Pain and pleasure are not separable

Pain and pleasure are not separable

Two sides of the same coin
Published October 28, 2023
There's a little story told about Elon Musk in one of his autobiographies.
When I was a little kid, I was really scared of the dark. But then I came to understand, dark just means the absence of photons in the visible wavelength--400 to 700 nanometers. Then I thought, well, it's really silly to be afraid of a lack of photons. Then I wasn't afraid of the dark anymore after that.
What intrigues me isn’t how little Elon overcame his fear of darkness with scientific theories, but the story itself has touched upon the broader concept of understanding the opposites. Just as darkness exists due to the absence of light, our understanding of pleasure is closely connected to our experiences of pain.
Mark Manson, the bestselling author, once tweeted that “If everyone were extraordinary, then by definition no one would be extraordinary”. This suggests that extraordinary can only be discerned in the presence of ordinary.
But analogy is analogy. Pain and pleasure must be different, right? After all, there’re many people hate dealing with pain more than they’re scared of the dark.
To better illustrate the relationship between pain and pleasure, it is important to understand that they are not standalone experiences, but rather exist on a continuum.
Continuum of Pain to Pleasure with Neutral as Midpoint Pain <---------- Neutral ---------> Pleasure
Imagine a world where pain is absent, and only pleasure prevails.
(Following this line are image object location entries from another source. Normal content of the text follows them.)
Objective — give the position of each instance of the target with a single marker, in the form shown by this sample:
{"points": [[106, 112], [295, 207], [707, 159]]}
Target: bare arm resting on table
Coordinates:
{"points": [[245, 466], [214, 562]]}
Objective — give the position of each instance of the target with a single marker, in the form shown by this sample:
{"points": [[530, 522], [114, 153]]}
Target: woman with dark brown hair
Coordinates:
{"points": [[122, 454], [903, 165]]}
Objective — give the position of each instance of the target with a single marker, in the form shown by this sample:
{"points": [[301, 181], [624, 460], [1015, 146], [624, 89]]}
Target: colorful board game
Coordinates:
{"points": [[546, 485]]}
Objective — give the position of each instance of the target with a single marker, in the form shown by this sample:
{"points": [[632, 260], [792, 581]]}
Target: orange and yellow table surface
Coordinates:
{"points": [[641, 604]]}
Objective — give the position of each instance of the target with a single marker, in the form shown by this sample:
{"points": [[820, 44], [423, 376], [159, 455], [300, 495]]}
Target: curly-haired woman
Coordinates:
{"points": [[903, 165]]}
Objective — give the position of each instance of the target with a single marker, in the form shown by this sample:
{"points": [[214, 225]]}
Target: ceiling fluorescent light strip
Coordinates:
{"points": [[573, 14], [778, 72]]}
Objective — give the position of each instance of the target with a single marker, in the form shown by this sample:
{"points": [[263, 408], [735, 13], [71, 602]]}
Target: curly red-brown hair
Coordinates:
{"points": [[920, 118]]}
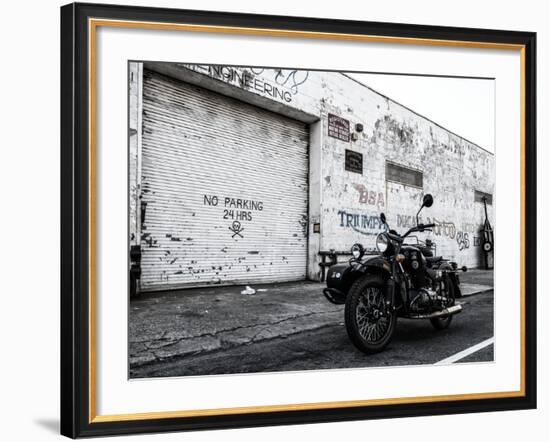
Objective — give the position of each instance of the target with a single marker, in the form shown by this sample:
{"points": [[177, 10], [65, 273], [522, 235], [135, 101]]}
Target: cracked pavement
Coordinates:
{"points": [[182, 327], [185, 322]]}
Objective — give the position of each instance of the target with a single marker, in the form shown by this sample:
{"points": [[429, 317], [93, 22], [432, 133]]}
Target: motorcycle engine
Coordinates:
{"points": [[423, 299]]}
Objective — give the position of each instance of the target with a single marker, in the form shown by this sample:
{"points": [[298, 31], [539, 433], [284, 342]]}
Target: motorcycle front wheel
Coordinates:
{"points": [[370, 319]]}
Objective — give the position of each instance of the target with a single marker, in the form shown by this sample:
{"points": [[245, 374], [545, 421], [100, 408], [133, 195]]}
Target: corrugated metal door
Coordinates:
{"points": [[224, 189]]}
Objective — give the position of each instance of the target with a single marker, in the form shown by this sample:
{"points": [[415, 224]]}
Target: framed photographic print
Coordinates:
{"points": [[275, 220]]}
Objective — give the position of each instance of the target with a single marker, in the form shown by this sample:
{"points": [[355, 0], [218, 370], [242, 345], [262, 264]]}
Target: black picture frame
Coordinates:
{"points": [[77, 419]]}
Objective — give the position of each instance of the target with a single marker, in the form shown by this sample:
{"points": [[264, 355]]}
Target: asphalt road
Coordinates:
{"points": [[415, 342]]}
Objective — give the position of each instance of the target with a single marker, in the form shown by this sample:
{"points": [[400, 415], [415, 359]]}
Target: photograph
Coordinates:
{"points": [[284, 219]]}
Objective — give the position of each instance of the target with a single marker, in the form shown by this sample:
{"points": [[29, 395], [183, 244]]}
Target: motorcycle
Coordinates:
{"points": [[401, 280]]}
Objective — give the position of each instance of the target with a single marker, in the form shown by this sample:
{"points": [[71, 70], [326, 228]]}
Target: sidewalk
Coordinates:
{"points": [[178, 323]]}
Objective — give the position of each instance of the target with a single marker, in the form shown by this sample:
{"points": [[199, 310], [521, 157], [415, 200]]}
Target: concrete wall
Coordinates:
{"points": [[347, 204], [452, 169]]}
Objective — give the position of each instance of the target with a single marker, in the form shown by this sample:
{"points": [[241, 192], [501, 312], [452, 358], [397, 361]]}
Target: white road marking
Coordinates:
{"points": [[462, 354]]}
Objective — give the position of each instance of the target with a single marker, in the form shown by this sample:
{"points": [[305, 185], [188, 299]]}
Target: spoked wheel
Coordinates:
{"points": [[370, 320], [448, 292]]}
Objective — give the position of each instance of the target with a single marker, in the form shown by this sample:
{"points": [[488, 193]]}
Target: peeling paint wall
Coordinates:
{"points": [[452, 169], [347, 192]]}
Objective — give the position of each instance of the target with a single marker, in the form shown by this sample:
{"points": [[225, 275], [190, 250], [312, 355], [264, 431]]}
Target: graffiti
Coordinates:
{"points": [[294, 78], [369, 197], [469, 227], [463, 240], [282, 85], [284, 77], [236, 229], [231, 204], [364, 224], [443, 228], [406, 221], [235, 209]]}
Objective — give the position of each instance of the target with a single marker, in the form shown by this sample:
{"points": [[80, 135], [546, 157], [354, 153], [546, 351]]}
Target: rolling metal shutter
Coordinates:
{"points": [[224, 189]]}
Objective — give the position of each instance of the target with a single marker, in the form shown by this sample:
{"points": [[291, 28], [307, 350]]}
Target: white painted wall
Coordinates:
{"points": [[348, 204], [31, 162]]}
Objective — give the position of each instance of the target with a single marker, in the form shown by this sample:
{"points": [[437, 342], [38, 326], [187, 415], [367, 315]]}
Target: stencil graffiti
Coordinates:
{"points": [[369, 197], [362, 223], [236, 229], [235, 209]]}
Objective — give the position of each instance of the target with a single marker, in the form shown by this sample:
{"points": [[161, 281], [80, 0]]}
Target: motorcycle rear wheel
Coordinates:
{"points": [[370, 320]]}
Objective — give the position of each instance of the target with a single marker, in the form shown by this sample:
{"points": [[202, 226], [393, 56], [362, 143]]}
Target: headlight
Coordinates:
{"points": [[382, 242], [357, 250]]}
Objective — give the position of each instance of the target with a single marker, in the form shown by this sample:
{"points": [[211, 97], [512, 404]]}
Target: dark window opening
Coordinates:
{"points": [[354, 161], [404, 175], [478, 197]]}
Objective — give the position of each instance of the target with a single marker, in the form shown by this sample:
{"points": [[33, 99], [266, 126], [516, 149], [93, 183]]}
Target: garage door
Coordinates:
{"points": [[224, 189]]}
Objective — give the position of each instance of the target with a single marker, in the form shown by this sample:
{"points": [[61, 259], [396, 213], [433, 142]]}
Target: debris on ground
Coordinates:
{"points": [[248, 291]]}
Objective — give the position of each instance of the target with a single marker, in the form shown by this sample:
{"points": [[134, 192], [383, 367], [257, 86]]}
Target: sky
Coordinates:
{"points": [[462, 105]]}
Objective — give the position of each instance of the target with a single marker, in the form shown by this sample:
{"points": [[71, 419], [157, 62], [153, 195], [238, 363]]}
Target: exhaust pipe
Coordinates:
{"points": [[453, 310]]}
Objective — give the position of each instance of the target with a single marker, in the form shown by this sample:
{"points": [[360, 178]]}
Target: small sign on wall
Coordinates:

In such a scenario, our understanding of pleasure would shift, making the continuum appear as:
Continuum of Neutral to Pleasure with Neutral as Endpoint Neutral <---------> Pleasure
And it is the neutral that becomes the new extreme opposing pleasure. Did you see the contradiction here?
It is clear now that pain and pleasure are two sides of the same coin. They intertwine with each other to enrich our experiences.
However, there’s a distinction between pleasure followed by pain and pain followed by pleasure. It’s instant gratification versus delayed gratification. As Derek asks, “Are you present-focused or future-focused?". A question worth pondering.
From my personal experience, I’ve encountered both situations. When I’m more focused on the present, I feel happy, but I tend to postpone important tasks to someday called never. On the other hand, when I’m more focused on the future, I feel satisfied when making progress towards my goals, but I often lose sight of the small moments of joy and gratitude in everyday life.
Regardless of your preference, remember not to equate workout to pain or sweets to pleasure, even though your brain may trick you into thinking that way. After all, pain and pleasure are not separable.